Neuralink monkey
Elon Musk's Neuralink, one of his many companies and the only one currently focused on mind control (that we're aware of), has released a new blog post and video detailing some of its recent updates — including using its hardware to make it possible for a monkey to play Pong with only its brain.

In the video above, Neuralink demonstrates how it used its sensor hardware and brain implant to record a baseline of activity from this macaque (named "Pager") as it played a game on-screen where it had to move a token to different squares using a joystick with its hand. Using that baseline data, Neuralink was able to use machine learning to anticipate where Pager was going to be moving the physical controller, and was eventually able to predict it accurately before the move was actually made. Researchers then removed the paddle entirely, and eventually did the same thing with Pong, ultimately ending up at a place where Pager no longer was even moving its hand on the air on the nonexistent paddle, and was instead controlling the in-game action entirely with its mind via the Link hardware and embedded neural threads.


The last we saw of Neuralink, Musk himself was demonstrating the Link tech live in August 2020, using pigs to show how it was able to read signals from the brain depending on different stimuli. This new demo with Pager more clearly outlines the direction that the tech is headed in terms of human applications, since, as the company shared on its blog, the same technology could be used to help patients with paralysis manipulate a cursor on a computer, for instance. That could be applied to other paradigms as well, including touch controls on an iPhone, and even typing using a virtual keyboard, according to the company.

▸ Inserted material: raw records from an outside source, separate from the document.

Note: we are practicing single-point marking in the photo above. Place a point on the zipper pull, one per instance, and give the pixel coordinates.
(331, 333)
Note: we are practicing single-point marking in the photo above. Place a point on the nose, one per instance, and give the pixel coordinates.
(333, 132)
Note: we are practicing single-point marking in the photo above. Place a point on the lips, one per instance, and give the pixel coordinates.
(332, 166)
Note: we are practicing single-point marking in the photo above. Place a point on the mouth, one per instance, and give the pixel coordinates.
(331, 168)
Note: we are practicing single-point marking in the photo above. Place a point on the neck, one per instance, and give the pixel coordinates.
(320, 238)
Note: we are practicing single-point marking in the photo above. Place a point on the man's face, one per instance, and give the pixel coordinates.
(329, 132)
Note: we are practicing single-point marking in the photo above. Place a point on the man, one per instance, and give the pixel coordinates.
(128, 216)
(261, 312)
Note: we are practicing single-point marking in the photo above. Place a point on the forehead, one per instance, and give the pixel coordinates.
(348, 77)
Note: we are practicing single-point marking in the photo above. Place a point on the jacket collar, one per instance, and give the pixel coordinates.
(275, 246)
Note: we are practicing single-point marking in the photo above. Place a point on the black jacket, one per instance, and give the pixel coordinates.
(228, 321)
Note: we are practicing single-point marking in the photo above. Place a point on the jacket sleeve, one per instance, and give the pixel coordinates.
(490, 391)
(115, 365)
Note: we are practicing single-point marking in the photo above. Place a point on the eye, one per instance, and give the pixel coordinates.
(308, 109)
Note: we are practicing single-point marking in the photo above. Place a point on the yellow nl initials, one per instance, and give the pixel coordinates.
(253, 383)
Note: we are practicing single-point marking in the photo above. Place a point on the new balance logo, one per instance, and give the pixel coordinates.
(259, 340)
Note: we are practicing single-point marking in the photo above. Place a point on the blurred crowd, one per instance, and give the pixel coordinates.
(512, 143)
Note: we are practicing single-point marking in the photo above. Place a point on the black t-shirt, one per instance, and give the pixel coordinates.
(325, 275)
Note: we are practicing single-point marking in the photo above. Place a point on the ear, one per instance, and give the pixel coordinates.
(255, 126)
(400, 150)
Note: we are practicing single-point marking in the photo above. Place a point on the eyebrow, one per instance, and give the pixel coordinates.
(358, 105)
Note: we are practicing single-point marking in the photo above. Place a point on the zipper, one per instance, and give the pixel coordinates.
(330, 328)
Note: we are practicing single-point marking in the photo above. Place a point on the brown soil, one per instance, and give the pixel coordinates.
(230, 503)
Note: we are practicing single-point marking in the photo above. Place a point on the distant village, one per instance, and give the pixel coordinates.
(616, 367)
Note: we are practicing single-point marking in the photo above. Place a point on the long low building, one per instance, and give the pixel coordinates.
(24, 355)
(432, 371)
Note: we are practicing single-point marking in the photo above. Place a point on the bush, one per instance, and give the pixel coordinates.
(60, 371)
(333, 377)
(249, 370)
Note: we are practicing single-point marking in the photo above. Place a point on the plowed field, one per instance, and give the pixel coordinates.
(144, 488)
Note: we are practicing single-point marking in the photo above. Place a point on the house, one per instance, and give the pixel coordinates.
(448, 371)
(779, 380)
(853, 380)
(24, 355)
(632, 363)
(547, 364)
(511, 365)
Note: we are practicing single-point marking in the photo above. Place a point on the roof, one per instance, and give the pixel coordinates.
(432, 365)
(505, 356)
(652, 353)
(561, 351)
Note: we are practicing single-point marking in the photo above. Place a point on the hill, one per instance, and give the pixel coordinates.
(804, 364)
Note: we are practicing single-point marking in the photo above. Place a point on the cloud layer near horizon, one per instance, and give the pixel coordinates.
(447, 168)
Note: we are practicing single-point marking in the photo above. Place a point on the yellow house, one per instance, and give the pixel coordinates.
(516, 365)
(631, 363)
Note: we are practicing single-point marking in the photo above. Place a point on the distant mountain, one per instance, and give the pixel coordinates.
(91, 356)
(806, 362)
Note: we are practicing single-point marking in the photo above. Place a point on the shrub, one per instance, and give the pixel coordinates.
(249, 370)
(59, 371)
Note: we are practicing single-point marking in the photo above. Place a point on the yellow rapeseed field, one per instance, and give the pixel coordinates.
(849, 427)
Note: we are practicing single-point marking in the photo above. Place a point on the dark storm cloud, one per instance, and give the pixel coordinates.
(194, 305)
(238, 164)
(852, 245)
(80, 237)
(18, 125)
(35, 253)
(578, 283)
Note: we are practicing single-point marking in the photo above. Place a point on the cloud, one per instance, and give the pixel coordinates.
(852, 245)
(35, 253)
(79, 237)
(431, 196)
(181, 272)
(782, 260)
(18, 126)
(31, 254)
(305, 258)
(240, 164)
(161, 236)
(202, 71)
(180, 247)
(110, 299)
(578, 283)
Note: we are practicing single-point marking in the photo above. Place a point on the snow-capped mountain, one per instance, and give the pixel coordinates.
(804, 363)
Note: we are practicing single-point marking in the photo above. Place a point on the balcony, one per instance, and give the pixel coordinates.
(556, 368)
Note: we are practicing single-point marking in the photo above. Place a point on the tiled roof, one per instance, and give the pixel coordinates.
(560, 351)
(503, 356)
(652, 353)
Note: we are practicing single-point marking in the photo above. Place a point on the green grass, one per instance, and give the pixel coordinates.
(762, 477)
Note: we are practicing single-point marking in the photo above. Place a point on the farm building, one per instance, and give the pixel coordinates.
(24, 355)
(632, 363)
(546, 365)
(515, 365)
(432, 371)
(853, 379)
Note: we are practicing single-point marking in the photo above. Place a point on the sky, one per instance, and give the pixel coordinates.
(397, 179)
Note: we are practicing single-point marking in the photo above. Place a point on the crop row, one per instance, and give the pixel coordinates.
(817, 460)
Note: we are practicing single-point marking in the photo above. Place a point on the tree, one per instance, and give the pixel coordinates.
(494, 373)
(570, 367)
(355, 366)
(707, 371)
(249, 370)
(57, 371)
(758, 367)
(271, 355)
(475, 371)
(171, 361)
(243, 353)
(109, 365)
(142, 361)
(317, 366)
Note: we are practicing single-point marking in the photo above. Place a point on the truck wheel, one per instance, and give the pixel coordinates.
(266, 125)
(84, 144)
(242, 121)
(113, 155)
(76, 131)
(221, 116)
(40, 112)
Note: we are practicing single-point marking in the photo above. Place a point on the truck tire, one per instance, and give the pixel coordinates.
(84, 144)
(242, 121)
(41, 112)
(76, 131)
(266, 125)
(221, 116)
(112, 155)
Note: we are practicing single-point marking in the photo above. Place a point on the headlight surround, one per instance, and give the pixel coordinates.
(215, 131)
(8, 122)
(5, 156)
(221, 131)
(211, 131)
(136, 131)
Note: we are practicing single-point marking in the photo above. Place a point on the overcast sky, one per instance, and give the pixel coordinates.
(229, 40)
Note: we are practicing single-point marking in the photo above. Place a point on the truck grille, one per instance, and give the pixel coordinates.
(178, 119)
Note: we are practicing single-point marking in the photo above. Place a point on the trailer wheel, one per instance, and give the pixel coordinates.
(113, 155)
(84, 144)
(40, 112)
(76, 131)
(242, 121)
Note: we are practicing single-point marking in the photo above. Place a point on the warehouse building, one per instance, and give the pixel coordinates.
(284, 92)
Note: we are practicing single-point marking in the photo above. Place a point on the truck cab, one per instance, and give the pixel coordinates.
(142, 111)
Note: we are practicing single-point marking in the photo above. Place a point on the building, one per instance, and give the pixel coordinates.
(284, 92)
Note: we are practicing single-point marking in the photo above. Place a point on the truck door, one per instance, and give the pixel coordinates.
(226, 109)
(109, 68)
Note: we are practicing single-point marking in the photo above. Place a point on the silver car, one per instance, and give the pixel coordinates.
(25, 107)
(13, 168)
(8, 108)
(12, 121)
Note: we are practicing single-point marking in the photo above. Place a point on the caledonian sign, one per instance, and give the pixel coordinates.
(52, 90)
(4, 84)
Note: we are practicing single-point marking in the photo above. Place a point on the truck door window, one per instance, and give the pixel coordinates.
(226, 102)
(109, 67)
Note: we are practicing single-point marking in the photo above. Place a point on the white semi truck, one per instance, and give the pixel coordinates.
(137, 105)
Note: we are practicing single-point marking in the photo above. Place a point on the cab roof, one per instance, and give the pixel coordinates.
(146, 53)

Musk separately tweeted that in fact, he expects the initial version of Neuralink's product to be able to allow someone with paralysis that prevents standard modes of phone interaction to use one faster than people using their thumbs for input. He also added that future iterations of the product would be able to enable communication between Neuralinks in different parts of a patient's body, transmitting between an in-brain node and neural pathways in legs, for instance, making it possible for "paraplegics to walk again."

These are obviously bold claims, but the company cites a lot of existing research that undergirds its existing demonstrations and near-term goals. Musk's more ambitious claims, should, like all of his projections, definitely be taken with a healthy dose of skepticism. He did add that he hopes human trials will begin to get underway "hopefully later this year," for instance — which is already two years later than he was initially anticipating those might start.